How can you ensure your child is getting the necessary physical education
time? Dr. Hoang suggests talking with your child's teacher or a school
administrator to see what the campus P.E. program entails. "At least
of half of every P.E. class should have students moving and active--no
sitting on the bleachers for long stretches or team sports where kids
don't get much opportunity to play," Dr. Hoang says. "Find
out if the school has a teacher in charge of the P.E. curriculum and see
what is planned for your child's grade level." If you think there
aren't enough minutes of P.E., ask how you can help as a volunteer.
"Parents can support the work of a P.E. teacher by helping run organized
games or physical fitness sessions with calisthenics," Dr. Hoang says.
Parents can also help supplement P.E. programs by organizing before- and
after-school fitness clubs. "Some schools offer extracurricular programs
in running, yoga, Zumba or dance," Dr. Hoang says.
Also, encourage your child to run around and play during recess. "While
it may be tempting for your child to just hang out and talk with their
friends, suggest that they start a game of kickball or four square, or
even just use the playground equipment," Dr. Hoang says. "Lunch
recess is another good time to volunteer and oversee organized activity,
such as soccer or jump roping." High schoolers who have fulfilled
their P.E. requirement should play on a school's sports team or in
an after-school rec league. "Organized sports offers the chance for
skill-based learning along with physical activity."

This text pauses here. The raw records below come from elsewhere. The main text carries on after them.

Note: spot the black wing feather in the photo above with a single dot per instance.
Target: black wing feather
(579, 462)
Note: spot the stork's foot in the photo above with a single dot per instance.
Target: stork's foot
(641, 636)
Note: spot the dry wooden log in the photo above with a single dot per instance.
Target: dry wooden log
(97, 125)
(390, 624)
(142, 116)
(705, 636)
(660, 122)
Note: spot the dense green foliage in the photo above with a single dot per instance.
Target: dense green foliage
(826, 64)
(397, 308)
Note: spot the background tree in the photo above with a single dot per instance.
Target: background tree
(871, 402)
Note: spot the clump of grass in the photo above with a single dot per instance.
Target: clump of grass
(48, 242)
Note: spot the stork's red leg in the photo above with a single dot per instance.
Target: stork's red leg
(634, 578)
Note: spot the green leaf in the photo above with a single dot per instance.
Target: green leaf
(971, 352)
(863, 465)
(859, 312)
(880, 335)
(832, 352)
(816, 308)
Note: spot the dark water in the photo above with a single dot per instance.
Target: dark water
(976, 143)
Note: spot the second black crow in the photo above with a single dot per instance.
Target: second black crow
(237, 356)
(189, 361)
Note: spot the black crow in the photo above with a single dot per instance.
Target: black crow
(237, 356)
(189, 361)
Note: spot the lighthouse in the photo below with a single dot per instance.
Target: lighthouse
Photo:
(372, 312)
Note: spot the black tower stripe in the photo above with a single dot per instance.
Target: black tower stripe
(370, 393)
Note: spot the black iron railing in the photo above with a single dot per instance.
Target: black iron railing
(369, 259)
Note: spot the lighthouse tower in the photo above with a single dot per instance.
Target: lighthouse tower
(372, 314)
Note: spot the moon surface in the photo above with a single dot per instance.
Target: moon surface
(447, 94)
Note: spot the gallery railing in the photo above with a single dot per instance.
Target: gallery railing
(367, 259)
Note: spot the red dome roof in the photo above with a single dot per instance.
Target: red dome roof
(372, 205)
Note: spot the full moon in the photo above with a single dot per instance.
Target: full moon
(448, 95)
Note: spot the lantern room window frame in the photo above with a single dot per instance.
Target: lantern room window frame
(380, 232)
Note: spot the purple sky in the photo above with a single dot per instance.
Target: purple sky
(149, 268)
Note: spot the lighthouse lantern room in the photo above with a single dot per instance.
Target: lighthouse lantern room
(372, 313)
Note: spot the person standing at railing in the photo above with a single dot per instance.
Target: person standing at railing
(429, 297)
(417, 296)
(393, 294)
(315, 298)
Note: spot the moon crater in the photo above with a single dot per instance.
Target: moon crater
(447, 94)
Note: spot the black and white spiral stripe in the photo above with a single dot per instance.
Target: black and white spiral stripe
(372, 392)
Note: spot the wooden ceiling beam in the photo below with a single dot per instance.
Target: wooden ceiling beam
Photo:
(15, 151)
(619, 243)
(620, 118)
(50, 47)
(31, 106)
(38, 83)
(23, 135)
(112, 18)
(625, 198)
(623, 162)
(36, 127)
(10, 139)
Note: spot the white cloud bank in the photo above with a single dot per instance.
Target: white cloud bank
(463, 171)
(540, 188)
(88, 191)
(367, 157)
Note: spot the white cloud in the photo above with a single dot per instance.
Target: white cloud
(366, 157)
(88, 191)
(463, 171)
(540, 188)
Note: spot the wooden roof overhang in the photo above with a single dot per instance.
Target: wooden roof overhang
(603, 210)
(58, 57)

Finally, make sure your child is active at home. "Homework, extracurricular
activities, family dinners--they all are important," Dr. Hoang says.
"But it's easy to fit in 30 minutes at a park or even a family
walk around the block after dinner. Limiting the screen time to do more
exercise encourages a healthy and active lifestyle. Doing the activity
as a family serves as a great bonding time as well."